Spontaneous detorsion may appear normal, or may show a slight, diffuse increased scrotal activity if the scan is obtained shortly after detorsion has occurred. An intact blood supply to the testicle obviates only the need for emergent surgery. If the patients history is typical of intermittent torsion, elective orchiopexy may be indicated.

Torsion of the Testicular Appendages

Torsion of the appendix testis or epididymis will result in symptoms of acute scrotal pain and classically produce a focal area of increased blood flow and blood pool activity, probably secondary to reactive hyperemia around the torsed appendage. A more common scintigraphic pattern is that of mild generalized increased blood flow and pool activity which may be indistinguishable from that seen with epididymitis.

Acute Epididymitis

There is marked increased flow and blood pool activity which may be focal or diffuse in the involved scrotum. Increased activity in the epididymis may occasionally resemble the halo of late phase torsion, but the rim will be incomplete or asymmetric. Epididymitis in infants and young children may be secondary to an underlying anatomic abnormality, such as an ectopic ureter, and warrants further investigation.
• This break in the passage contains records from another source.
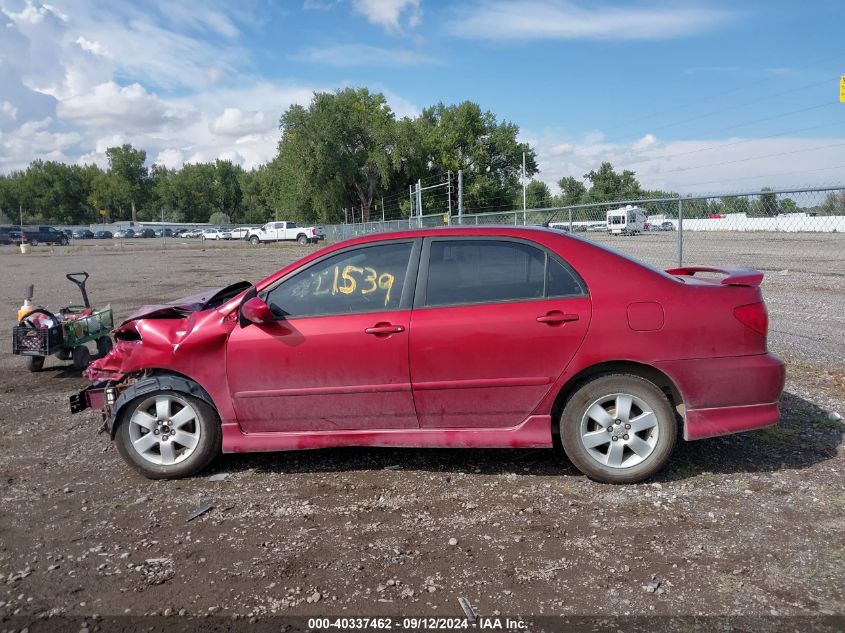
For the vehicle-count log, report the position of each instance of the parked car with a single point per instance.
(286, 231)
(9, 235)
(473, 337)
(242, 232)
(216, 234)
(36, 235)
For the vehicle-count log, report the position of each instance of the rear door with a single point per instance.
(495, 322)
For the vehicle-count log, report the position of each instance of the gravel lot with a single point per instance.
(752, 524)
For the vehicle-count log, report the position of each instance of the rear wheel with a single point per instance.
(168, 434)
(618, 428)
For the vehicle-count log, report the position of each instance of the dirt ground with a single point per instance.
(751, 524)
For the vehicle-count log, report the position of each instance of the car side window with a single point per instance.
(484, 271)
(490, 271)
(367, 279)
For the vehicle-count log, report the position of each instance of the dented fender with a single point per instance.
(186, 346)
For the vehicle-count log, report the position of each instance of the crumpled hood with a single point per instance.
(192, 303)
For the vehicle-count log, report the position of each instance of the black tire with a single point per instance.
(207, 449)
(81, 357)
(574, 421)
(104, 345)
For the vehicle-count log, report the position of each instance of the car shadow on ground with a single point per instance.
(804, 437)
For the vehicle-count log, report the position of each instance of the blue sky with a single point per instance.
(693, 96)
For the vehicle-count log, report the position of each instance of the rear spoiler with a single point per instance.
(733, 276)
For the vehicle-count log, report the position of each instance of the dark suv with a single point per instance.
(36, 235)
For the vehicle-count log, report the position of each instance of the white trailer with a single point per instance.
(628, 220)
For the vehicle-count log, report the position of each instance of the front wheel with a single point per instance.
(168, 434)
(618, 428)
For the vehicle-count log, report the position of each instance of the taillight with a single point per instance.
(754, 316)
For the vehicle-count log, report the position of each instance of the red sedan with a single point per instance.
(458, 337)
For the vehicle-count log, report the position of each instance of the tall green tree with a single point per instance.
(128, 176)
(606, 185)
(337, 152)
(572, 191)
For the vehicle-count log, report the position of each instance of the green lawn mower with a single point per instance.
(66, 334)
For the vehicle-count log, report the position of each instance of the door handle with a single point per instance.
(557, 317)
(384, 328)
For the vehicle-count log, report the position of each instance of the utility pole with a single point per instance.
(524, 216)
(460, 192)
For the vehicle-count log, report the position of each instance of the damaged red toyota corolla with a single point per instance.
(457, 337)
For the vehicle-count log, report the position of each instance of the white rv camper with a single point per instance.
(628, 220)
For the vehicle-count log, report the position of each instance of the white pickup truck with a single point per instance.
(279, 231)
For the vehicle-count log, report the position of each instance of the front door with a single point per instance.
(338, 357)
(495, 323)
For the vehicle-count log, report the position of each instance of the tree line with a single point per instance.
(345, 151)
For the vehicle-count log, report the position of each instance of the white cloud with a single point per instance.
(697, 166)
(388, 13)
(93, 47)
(34, 14)
(533, 19)
(8, 110)
(109, 105)
(345, 55)
(236, 122)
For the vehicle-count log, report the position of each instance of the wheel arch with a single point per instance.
(163, 381)
(650, 373)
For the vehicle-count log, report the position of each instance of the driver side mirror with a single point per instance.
(256, 311)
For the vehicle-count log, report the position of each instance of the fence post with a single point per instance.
(680, 233)
(460, 192)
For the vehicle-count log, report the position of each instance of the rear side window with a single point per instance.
(367, 279)
(489, 271)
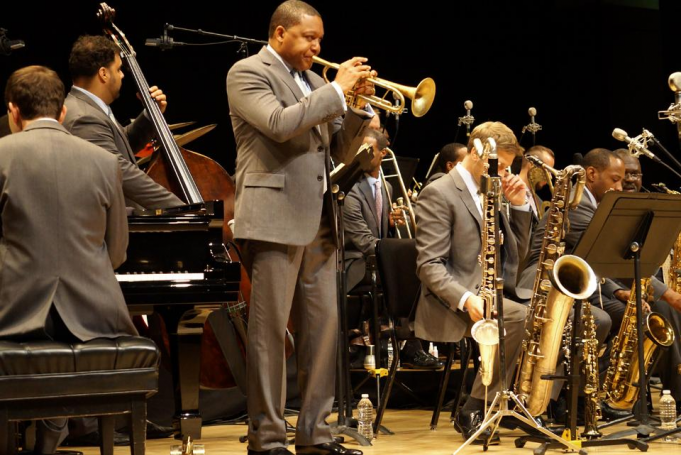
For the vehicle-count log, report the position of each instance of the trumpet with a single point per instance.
(403, 203)
(421, 96)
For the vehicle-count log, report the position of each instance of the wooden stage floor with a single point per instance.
(412, 436)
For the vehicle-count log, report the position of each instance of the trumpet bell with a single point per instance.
(421, 96)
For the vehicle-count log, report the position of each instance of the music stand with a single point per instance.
(343, 177)
(632, 226)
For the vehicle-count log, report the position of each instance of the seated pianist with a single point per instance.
(367, 218)
(62, 235)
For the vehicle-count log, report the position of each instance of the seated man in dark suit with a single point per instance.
(368, 217)
(96, 70)
(666, 299)
(604, 172)
(61, 234)
(449, 244)
(448, 157)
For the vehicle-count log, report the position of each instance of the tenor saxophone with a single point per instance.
(560, 279)
(623, 371)
(592, 408)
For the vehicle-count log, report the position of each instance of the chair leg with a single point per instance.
(106, 432)
(466, 349)
(6, 432)
(391, 379)
(444, 381)
(138, 425)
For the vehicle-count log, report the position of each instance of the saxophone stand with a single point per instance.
(570, 432)
(500, 405)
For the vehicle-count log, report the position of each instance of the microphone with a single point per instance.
(635, 147)
(7, 45)
(165, 42)
(533, 126)
(467, 119)
(577, 158)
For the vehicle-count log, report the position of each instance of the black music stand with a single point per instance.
(343, 177)
(632, 229)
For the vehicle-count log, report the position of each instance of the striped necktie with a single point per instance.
(379, 204)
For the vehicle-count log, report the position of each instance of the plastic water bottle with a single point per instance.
(365, 419)
(668, 414)
(391, 355)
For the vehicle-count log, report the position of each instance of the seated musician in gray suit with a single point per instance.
(665, 299)
(96, 70)
(364, 226)
(62, 234)
(604, 172)
(449, 243)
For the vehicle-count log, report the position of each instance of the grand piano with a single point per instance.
(179, 268)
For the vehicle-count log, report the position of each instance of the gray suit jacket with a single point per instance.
(85, 119)
(282, 157)
(449, 243)
(63, 231)
(360, 223)
(579, 220)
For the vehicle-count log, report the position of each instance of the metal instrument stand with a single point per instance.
(499, 407)
(570, 432)
(345, 424)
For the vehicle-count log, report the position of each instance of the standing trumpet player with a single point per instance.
(287, 124)
(449, 221)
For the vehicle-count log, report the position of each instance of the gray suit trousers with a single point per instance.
(299, 281)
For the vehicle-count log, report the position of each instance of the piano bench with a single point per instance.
(100, 378)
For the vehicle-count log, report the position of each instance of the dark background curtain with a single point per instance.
(586, 66)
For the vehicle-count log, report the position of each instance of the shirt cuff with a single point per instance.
(341, 94)
(463, 300)
(521, 208)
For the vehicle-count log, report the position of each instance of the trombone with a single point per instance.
(421, 96)
(407, 210)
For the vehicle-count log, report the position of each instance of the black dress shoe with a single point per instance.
(468, 422)
(275, 451)
(420, 359)
(92, 440)
(326, 448)
(609, 414)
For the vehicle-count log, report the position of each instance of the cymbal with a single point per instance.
(186, 138)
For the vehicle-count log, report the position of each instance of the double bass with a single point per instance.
(195, 178)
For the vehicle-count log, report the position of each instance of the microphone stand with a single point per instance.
(345, 423)
(500, 405)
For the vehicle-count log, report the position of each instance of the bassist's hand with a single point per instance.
(158, 95)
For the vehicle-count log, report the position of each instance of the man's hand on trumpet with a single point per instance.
(351, 71)
(397, 215)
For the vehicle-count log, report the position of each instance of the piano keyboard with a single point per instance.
(175, 276)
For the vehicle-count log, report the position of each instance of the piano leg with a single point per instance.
(185, 347)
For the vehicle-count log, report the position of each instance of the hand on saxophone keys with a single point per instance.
(397, 215)
(514, 189)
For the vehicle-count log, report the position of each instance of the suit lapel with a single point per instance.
(365, 189)
(117, 129)
(285, 75)
(466, 197)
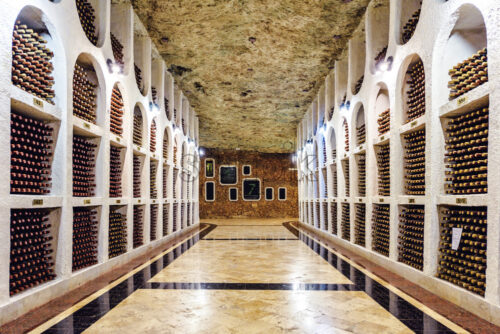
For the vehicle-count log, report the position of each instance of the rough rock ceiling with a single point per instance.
(250, 68)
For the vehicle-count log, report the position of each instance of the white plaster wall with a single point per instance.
(64, 26)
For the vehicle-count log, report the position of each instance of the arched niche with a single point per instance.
(152, 136)
(333, 144)
(408, 14)
(117, 110)
(166, 143)
(412, 89)
(345, 127)
(359, 125)
(464, 39)
(381, 113)
(88, 91)
(121, 35)
(31, 22)
(168, 96)
(93, 16)
(330, 96)
(341, 76)
(357, 59)
(378, 15)
(139, 126)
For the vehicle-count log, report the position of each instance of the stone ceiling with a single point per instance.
(250, 68)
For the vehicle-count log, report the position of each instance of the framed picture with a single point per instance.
(251, 189)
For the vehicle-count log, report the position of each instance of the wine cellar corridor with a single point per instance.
(325, 166)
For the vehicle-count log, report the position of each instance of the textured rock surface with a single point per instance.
(272, 169)
(250, 68)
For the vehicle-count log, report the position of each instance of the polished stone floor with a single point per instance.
(249, 277)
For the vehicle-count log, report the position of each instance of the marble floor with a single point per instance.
(249, 277)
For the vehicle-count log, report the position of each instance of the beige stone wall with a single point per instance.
(274, 170)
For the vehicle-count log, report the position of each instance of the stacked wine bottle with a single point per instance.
(415, 162)
(361, 175)
(346, 134)
(138, 227)
(345, 223)
(31, 260)
(84, 163)
(380, 226)
(137, 176)
(325, 216)
(410, 26)
(174, 217)
(359, 224)
(165, 219)
(117, 51)
(138, 77)
(464, 263)
(31, 150)
(84, 95)
(164, 181)
(87, 18)
(167, 108)
(115, 172)
(358, 85)
(361, 134)
(333, 216)
(467, 153)
(384, 122)
(153, 215)
(416, 92)
(117, 233)
(469, 74)
(384, 184)
(116, 114)
(154, 95)
(137, 130)
(32, 62)
(85, 229)
(153, 191)
(411, 236)
(152, 141)
(333, 170)
(345, 166)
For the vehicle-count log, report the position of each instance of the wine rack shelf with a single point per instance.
(467, 153)
(360, 225)
(414, 163)
(469, 74)
(138, 227)
(411, 236)
(153, 221)
(32, 68)
(334, 217)
(410, 26)
(84, 163)
(31, 147)
(415, 95)
(166, 211)
(87, 16)
(115, 172)
(117, 232)
(85, 230)
(345, 223)
(116, 114)
(31, 250)
(381, 228)
(383, 165)
(463, 263)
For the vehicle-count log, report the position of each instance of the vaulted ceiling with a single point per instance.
(250, 68)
Scans show a cold area surrounded by a rim of increased activity which is indistinguishable from late phase torsion.

Scrotal Trauma

Mild traumatic changes may appear as slightly to moderately increased diffuse tracer accumulation. An intratesticular or intrascrotal hematoma may appear as a cold lesion with or without a surrounding halo of increased activity, indistinguishable from testicular torsion.


Scans show a horseshoe or half-moon shaped area of photopenia surrounding the testicle. A hydrocele should be readily identified on physical examination of the patient.


(1) Semin Nucl Med 1990; Lutzker LG, Zuckier LS. Testicular scanning and other applications of radionuclide imaging of the genital tract. 20(2):159-88. Review.